Clinical Research Center of Neurological Disease, The Second Affiliated Hospital of Soochow University and North District, The Municipal Hospital of Suzhou, Gusu School, Nanjing Medical University, Suzhou, China.
The Affiliated Eye Hospital, Nanjing Medical University, Nanjing, China.
Theranostics. 2023 Apr 17;13(7):2319-2336. doi: 10.7150/thno.80749. eCollection 2023.

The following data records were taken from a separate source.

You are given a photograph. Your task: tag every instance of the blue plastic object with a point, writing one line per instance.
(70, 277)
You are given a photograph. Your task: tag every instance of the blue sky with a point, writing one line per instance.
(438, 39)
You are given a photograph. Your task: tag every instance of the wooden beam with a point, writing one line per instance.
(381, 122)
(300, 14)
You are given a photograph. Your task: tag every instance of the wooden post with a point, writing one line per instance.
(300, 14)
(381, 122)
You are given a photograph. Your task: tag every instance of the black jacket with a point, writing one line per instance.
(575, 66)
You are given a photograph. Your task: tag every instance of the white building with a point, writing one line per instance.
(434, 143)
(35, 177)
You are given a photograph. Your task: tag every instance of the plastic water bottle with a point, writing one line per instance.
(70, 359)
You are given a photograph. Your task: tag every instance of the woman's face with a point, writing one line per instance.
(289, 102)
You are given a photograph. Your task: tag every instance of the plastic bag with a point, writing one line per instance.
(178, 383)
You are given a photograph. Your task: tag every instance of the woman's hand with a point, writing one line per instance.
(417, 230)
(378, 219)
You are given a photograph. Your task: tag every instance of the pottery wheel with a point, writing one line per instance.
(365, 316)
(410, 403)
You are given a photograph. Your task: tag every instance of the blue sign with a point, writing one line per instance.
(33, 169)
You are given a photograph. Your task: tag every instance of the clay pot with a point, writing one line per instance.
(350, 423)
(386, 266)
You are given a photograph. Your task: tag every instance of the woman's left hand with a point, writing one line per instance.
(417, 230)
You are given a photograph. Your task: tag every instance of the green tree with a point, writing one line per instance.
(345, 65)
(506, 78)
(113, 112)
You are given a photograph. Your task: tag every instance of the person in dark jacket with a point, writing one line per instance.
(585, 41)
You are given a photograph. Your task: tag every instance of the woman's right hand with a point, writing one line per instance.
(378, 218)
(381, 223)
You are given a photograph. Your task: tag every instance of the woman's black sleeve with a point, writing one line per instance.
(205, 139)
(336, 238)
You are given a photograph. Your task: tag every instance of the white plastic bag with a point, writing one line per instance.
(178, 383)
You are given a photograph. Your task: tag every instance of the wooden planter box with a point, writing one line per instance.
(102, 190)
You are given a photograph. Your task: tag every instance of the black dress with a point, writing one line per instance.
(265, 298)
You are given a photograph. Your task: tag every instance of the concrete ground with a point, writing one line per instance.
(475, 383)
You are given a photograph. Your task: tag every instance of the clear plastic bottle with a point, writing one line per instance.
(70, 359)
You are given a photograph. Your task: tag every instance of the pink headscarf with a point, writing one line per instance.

Netrin-1 binds to the high-affinity receptor CD146 to activate downstream signaling and angiogenesis. Here, we examine the role and underlying mechanisms of G protein subunit alpha i1 (Gαi1) and Gαi3 in Netrin-1-induced signaling and pro-angiogenic activity. In mouse embryonic fibroblasts (MEFs) and endothelial cells, Netrin-1-induced Akt-mTOR (mammalian target of rapamycin) and Erk activation was largely inhibited by silencing or knockout of Gαi1/3, whereas signaling was augmented following Gαi1/3 overexpression. Netrin-1 induced Gαi1/3 association with CD146, required for CD146 internalization, Gab1 (Grb2 associated binding protein 1) recruitment and downstream Akt-mTOR and Erk activation. Netrin-1-induced signaling was inhibited by CD146 silencing, Gab1 knockout, or Gαi1/3 dominant negative mutants. Netrin-1-induced human umbilical vein endothelial cell (HUVEC) proliferation, migration and tube formation were inhibited by Gαi1/3 short hairpin RNA (shRNA), but were potentiated by ectopic Gαi1/3 overexpression. , intravitreous injection of Netrin-1 shRNA adeno-associated virus (AAV) significantly inhibited Akt-mTOR and Erk activation in murine retinal tissues and reduced retinal angiogenesis. Endothelial knockdown of Gαi1/3 significantly inhibited Netrin1-induced signaling and retinal angiogenesis in mice. mRNA and protein expression were significantly elevated in retinal tissues of diabetic retinopathy (DR) mice. Importantly, silence of Netrin-1, by intravitreous Netrin-1 shRNA AAV injection, inhibited Akt-Erk activation, pathological retinal angiogenesis and retinal ganglion cells degeneration in DR mice. Lastly, Netrin-1 and CD146 expression is significantly increased in the proliferative retinal tissues of human proliferative diabetic retinopathy patients. Together, Netrin-1 induces CD146-Gαi1/3-Gab1 complex formation to mediate downstream Akt-mTOR and Erk activation, important for angiogenesis and .
轴突导向因子 Netrin-1 通过与其高亲和力受体 CD146 结合来激活下游信号通路和血管生成。在这里,我们研究了 G 蛋白亚单位α i1(Gαi1)和 Gαi3 在 Netrin-1 诱导的信号转导和促血管生成活性中的作用和潜在机制。在小鼠胚胎成纤维细胞(MEFs)和内皮细胞中,沉默或敲除 Gαi1/3 可显著抑制 Netrin-1 诱导的 Akt-mTOR(哺乳动物雷帕霉素靶蛋白)和 Erk 激活,而 Gαi1/3 过表达后信号增强。Netrin-1 诱导 Gαi1/3 与 CD146 结合,这是 CD146 内化、Gab1(Grb2 相关结合蛋白 1)募集以及下游 Akt-mTOR 和 Erk 激活所必需的。沉默 CD146、Gab1 敲除或 Gαi1/3 显性负突变体可抑制 Netrin-1 诱导的信号转导。Netrin-1 诱导的人脐静脉内皮细胞(HUVEC)增殖、迁移和管形成被 Gαi1/3 短发夹 RNA(shRNA)抑制,但 Gαi1/3 过表达可增强其作用。此外,玻璃体内注射 Netrin-1 shRNA 腺相关病毒(AAV)可显著抑制小鼠视网膜组织中 Akt-mTOR 和 Erk 的激活,并减少视网膜血管生成。内皮细胞敲低 Gαi1/3 可显著抑制 Netrin1 诱导的信号转导和小鼠视网膜血管生成。糖尿病视网膜病变(DR)小鼠视网膜组织中 Gαi1/3 mRNA 和蛋白表达显著升高。重要的是,玻璃体内注射 Netrin-1 shRNA AAV 可抑制 Akt-Erk 激活、病理性视网膜血管生成和 DR 小鼠视网膜神经节细胞变性。最后,轴突导向因子 Netrin-1 和 CD146 的表达在人类增生性糖尿病视网膜病变患者的增生性视网膜组织中显著增加。总之,Netrin-1 诱导 CD146-Gαi1/3-Gab1 复合物形成,介导下游 Akt-mTOR 和 Erk 激活,对血管生成和病理性视网膜血管生成很重要。